Mehr Platz für die Kinder, ein großer Garten, neue Freiheiten: Besonders für Familien ist das Leben in den eigenen vier Wänden attraktiv. 

Der Kauf eines Eigenheims erfolgt daher überwiegend in jungen Jahren. Aber wie ist das bei den hohen und stetig steigenden Immobilienpreisen finanziell zu schaffen? Vor allem das vorhandene Eigenkapital spielt dabei eine entscheidende Rolle.

Zusätzliches Eigenkapital aus der Familie

Doch gerade jüngere Menschen verfügen selbst meist nicht über entsprechende finanzielle Reserven. In diesem Fall kann es hilfreich sein, sich Unterstützung aus dem familiären Umfeld zu suchen. Die Finanzierung der eigenen vier Wände in jungen Jahren geht kaum ohne die Verwandtschaft, das bestätigt etwa eine deutschlandweite repräsentative Umfrage der Dr. Klein Privatkunden AG unter privaten Immobilienbesitzern. Bei über einem Drittel der Befragten zwischen 18 und 39 Jahren kam das Eigenkapital von der Familie.
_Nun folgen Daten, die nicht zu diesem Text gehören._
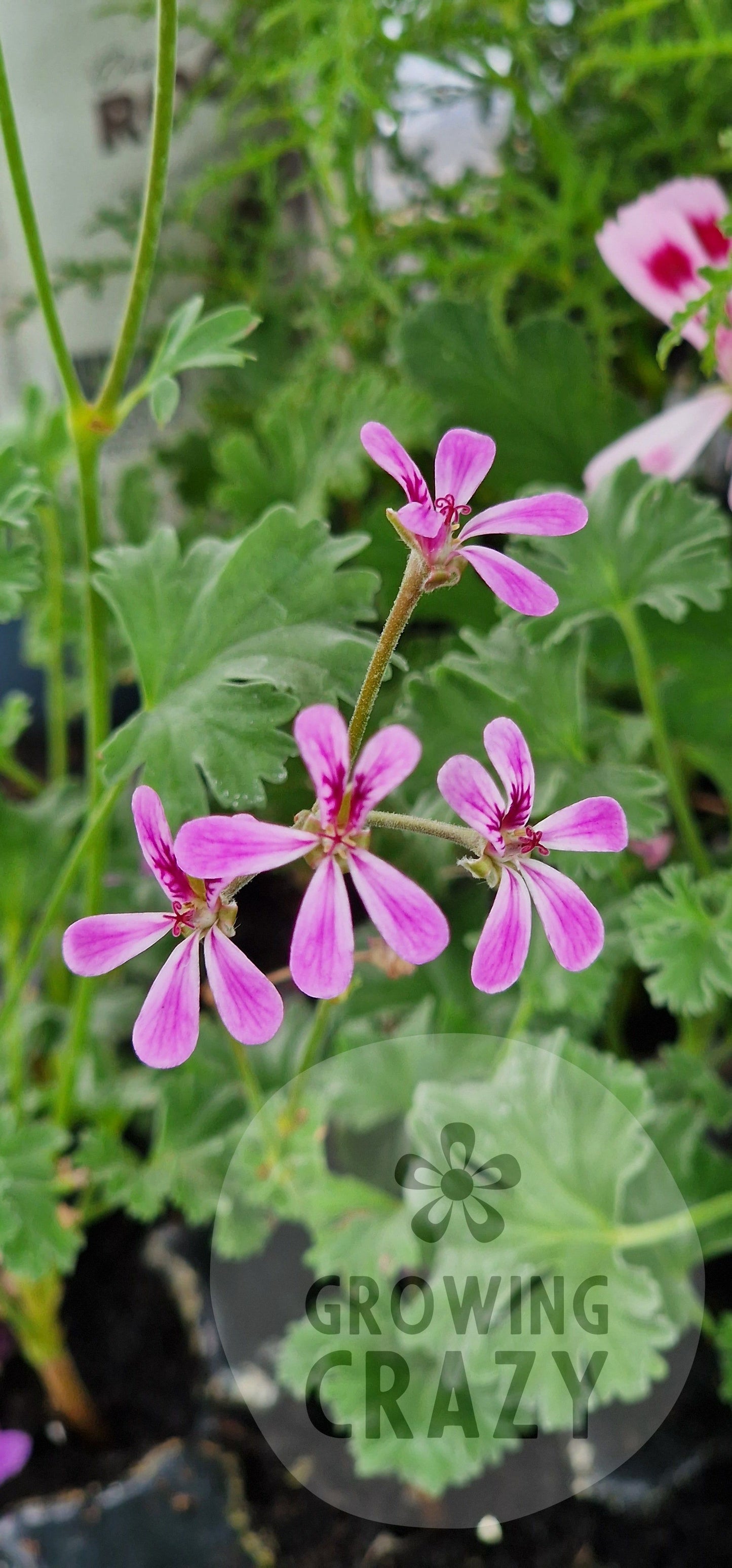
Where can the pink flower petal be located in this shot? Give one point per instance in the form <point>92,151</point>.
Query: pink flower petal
<point>104,941</point>
<point>389,454</point>
<point>595,824</point>
<point>703,203</point>
<point>386,761</point>
<point>156,841</point>
<point>461,465</point>
<point>510,582</point>
<point>221,849</point>
<point>504,943</point>
<point>248,1004</point>
<point>510,756</point>
<point>322,739</point>
<point>403,915</point>
<point>322,945</point>
<point>15,1452</point>
<point>549,515</point>
<point>167,1026</point>
<point>472,794</point>
<point>656,254</point>
<point>572,926</point>
<point>670,443</point>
So können Eltern die Eigenkapitalquote ihrer Kinder verbessern, indem sie zum Beispiel die eigene, möglichst lastenfreie Immobilie als Sicherheit einbringen oder über eine Kapitalbeschaffung Mittel beitragen. Die Bedeutung dieser Unterstützung bei der Immobilienfinanzierung hat in den letzten Jahren deutlich zugenommen. Im Zehnjahresvergleich erhöht sich der Anteil von Kapital aus dem Familienkreis von 17 auf 25 Prozent und die Nutzung von Erbschaften verdoppelt sich fast von sieben auf 13 Prozent.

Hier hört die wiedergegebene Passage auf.